Az önceki ayetlere baktığımızda; evrende bulunan her türlü varlığın Allah’ı kendi kuralları içinde tesbih ettiğini anlıyoruz. Bu nasıl oluyor? Tabiatta bulunan her türlü canlı ve cansız varlık için Allah’ın koyduğu bir sünnet/yasa var. Örneğin; güneş doğudan doğar, doğduktan sonra ışık, ısı enerjisi yayar, sonra da batıdan batar. İşte bu güneş için konmuş yasadır. Güneşin kendisi için konmuş bu yasaya uyarak, görevini sürekli aksatmadan yerine getirmesi, onun Allah’ı tesbihidir. Aynı durum ay ve yıldızlar için de geçerlidir. Çıraya ateşlenmiş kibrit yaklaştırılırsa, tutuşur ve yanar… v.s. Bir de Müslüman olmayan insanlar var ve onlar da bu dünyada yaşıyorlar. Yani, yerde ve gökte yaşayan canlılar sınıfına giriyorlar. O halde bu insanların tesbihi nasıl oluyor? Müslüman olmayan insanın anatomisi de et, kemik, kan, su, kıkırdak gibi biyolojik maddelerden oluşmaktadır. İşte söz konusu insanda bu maddelerden meydana gelmiş organların görevlerini yerine getirmeleri o insan bedeninin Allah’ı tesbih etmesidir.

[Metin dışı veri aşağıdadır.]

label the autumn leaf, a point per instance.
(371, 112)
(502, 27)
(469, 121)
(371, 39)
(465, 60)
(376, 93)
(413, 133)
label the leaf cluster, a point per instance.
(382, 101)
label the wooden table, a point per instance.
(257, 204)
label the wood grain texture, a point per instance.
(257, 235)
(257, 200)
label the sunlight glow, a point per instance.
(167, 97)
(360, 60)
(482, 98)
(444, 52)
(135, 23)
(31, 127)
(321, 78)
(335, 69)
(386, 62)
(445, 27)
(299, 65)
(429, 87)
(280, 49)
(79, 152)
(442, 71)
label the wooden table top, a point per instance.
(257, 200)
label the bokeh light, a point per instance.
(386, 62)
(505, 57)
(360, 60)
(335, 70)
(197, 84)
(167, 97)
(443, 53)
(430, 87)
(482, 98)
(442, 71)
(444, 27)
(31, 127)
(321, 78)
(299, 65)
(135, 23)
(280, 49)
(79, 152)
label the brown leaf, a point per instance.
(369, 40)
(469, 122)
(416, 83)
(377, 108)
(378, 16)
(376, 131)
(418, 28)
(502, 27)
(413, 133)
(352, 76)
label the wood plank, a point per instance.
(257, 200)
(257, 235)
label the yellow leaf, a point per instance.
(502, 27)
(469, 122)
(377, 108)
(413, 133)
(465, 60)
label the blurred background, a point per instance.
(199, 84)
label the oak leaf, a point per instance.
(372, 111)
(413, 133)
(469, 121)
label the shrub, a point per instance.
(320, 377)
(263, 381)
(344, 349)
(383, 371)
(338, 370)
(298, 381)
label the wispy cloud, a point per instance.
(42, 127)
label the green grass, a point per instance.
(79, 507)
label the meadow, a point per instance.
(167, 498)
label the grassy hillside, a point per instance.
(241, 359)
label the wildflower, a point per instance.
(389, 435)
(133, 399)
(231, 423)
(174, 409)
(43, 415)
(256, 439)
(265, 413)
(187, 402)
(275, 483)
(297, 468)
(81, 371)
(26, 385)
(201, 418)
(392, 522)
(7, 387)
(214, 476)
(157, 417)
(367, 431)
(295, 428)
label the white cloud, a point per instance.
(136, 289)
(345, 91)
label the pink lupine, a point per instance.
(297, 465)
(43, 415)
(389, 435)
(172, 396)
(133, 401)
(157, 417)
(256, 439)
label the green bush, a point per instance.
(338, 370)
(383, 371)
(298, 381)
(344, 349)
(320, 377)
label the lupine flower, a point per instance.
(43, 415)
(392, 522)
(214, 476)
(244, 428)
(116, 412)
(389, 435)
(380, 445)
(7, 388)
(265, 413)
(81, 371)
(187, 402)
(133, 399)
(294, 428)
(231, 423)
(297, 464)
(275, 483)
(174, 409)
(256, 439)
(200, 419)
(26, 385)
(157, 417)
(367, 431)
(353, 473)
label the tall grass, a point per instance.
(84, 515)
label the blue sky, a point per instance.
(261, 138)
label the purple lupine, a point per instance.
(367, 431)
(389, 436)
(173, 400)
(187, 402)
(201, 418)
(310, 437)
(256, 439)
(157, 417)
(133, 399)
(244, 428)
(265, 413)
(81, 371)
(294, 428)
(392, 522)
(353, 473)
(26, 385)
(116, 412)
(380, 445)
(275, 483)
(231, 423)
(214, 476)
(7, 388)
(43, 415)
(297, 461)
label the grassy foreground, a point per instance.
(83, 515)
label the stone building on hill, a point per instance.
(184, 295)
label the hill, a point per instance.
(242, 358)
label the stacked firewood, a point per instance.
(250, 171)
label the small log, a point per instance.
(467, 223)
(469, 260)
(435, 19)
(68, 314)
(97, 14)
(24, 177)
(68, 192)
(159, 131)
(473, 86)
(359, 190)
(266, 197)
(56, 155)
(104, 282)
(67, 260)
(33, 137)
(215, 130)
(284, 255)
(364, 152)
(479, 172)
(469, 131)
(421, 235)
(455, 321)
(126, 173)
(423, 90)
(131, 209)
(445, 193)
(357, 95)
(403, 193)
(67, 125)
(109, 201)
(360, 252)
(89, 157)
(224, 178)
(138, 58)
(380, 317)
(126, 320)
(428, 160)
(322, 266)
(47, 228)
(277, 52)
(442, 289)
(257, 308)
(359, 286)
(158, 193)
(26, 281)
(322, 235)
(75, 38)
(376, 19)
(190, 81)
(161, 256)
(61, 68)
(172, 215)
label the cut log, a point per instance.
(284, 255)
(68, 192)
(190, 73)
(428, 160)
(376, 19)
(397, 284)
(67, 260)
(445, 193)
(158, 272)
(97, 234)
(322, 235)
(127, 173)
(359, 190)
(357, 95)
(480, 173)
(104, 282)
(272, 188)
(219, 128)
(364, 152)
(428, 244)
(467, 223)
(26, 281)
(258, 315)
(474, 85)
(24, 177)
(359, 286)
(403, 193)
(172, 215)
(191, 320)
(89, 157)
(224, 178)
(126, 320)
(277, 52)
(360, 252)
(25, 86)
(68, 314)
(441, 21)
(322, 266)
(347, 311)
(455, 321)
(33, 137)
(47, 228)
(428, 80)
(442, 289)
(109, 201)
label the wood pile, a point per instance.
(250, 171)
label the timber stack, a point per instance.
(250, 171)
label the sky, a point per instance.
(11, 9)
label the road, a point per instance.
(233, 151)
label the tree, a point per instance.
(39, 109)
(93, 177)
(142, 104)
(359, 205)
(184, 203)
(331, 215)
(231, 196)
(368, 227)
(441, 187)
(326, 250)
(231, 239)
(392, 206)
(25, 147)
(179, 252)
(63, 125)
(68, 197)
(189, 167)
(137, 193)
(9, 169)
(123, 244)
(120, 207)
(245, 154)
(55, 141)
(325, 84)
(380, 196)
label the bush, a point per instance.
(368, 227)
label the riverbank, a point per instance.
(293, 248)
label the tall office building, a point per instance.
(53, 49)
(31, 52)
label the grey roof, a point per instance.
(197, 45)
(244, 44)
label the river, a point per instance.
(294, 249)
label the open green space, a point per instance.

Örneğin: gözün görmesi, elin tutması, kanın akması, ayağın yürümesi, …v.s. Ancak Müslüman olmayan insan inanç ve düşünce plânında inançsız olduğu için, kendi organlarının Yaratıcısına karşı suç işletmesi de söz konusudur. Dil, aslında yalancı şahitlik yapmak, kötü sözler söylemek için yaratılmamıştır. Ama onun işi merkezi düşünce sisteminde alınan kararları seslendirmek olduğu için, yalanı seslendirme, kötü düşünceyi seslendirme tamamen sahibinin tasarrufunda olan bir iştir. Bu anlamda dil aklın elçisidir. Zaten bu tür insanların organları, büyük hesap gününde sahipleri aleyhinde şahitlik edeceklerdir. “O gün ki; dilleri, elleri ve ayakları yaptıklarına şahitlik edeceklerdir.” (Nur, 24: 24). “O gün ağızlarını mühürleriz, elleri bize söyler, ayakları yaptıklarına şahitlik eder.” (Yasin, 36: 65). “Nihayet oraya vardıklarında kulakları, gözleri ve derileri yaptıkları hakkında onların aleyhine şahitlik ederler.” (Fussılet, 41: 20). Tesbih, Se-be-he/Sbh kökünden gelir; yüzmek, hızlı ve çevik bir şekilde koşmak, işe gitmek demektir. Buradan hareketle Allah’ın yoluna/yolunda gitmek/koşmak, onun adını yüceltmek demek olduğunu da söyleyebiliriz. Hamd gibi: söz ve eylem birlikte…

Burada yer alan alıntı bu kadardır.